Dynamic programming to solve the--LCS variation of Hangzhou electric OJ1080 problem

First on the topic:

Human Gene FunctionsTime limit:2000/1000 MS (java/others) Memory limit:65536/32768 K (java/others)
Total submission (s): 2570 Accepted Submission (s): 1451


Problem DescriptionIt is well known the A human gene can be considered as a sequence, consisting of four nucleotides, whi CH is simply denoted by four letters, A, C, G, and T. Biologists has been interested in identifying human genes and dete Rmining their functions, because these can be used to diagnose human diseases and to design new drugs for them.

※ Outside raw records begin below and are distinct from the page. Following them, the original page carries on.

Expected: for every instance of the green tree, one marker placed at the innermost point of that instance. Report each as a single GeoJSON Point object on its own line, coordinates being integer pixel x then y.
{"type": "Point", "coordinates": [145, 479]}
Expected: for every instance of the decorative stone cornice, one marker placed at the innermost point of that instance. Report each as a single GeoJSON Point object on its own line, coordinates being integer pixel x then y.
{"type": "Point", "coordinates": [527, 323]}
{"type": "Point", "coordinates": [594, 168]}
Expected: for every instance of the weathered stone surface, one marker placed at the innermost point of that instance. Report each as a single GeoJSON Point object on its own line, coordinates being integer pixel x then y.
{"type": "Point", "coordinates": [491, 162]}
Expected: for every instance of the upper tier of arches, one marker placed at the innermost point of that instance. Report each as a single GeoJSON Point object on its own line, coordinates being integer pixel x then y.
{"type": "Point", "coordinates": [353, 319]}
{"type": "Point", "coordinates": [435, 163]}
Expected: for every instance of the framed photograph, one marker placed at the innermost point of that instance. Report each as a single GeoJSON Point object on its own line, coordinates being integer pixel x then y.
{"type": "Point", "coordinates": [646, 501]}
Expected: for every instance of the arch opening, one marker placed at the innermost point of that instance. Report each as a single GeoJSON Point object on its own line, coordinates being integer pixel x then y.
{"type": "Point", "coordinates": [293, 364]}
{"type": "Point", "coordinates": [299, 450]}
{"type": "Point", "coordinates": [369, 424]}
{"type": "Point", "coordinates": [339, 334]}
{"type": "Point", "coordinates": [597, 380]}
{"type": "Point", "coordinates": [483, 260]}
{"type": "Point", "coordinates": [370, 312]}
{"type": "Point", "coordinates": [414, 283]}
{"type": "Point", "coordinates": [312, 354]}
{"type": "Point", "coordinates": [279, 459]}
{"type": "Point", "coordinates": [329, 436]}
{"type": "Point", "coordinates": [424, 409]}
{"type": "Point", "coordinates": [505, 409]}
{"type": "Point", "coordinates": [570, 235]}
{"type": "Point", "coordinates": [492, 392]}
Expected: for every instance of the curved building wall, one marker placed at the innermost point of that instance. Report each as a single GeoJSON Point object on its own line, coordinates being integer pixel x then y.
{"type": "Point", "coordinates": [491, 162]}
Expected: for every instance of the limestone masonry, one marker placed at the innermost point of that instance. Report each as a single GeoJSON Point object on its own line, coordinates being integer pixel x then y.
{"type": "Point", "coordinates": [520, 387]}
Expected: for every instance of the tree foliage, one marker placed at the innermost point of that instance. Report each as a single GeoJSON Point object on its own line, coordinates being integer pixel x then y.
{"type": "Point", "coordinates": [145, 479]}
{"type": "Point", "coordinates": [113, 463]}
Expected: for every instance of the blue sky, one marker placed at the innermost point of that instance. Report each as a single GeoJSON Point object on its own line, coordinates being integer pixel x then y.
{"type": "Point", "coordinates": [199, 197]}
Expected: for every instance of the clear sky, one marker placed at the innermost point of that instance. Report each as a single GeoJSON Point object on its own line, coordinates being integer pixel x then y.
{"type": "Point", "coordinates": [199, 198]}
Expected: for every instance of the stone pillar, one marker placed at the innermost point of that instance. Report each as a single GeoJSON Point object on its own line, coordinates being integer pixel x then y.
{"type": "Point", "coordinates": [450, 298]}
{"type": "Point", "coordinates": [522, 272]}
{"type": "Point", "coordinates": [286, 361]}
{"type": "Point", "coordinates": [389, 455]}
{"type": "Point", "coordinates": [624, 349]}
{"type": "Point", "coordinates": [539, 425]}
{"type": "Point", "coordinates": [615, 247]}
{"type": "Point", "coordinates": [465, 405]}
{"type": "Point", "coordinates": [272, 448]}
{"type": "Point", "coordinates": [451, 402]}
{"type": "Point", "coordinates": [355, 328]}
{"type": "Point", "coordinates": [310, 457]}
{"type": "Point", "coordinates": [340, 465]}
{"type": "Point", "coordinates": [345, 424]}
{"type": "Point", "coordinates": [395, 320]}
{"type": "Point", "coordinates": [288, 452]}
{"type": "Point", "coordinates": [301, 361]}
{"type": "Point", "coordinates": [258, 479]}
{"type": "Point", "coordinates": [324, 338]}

A human gene can identified through a series of time-consuming biological experiments, often with the help of computer Programs. Once a sequence of a gene is obtained, the next job was to determine its function. One of the methods for biologists to use in determining the function of a new gene sequence that they has just identified IS-search a database with the new gene as a query. The database to is searched stores many gene sequences and their functions–many researchers have been submitting their g Enes and functions to the database and the database are freely accessible through the Internet.

A database search would return a list of gene sequences from the database that is similar to the query gene. Biologists assume that sequence similarity often implies functional similarity. So, the function of the new gene might is one of the functions that the genes from the list has. To exactly determine which one are the right one another series of biological experiments would be needed.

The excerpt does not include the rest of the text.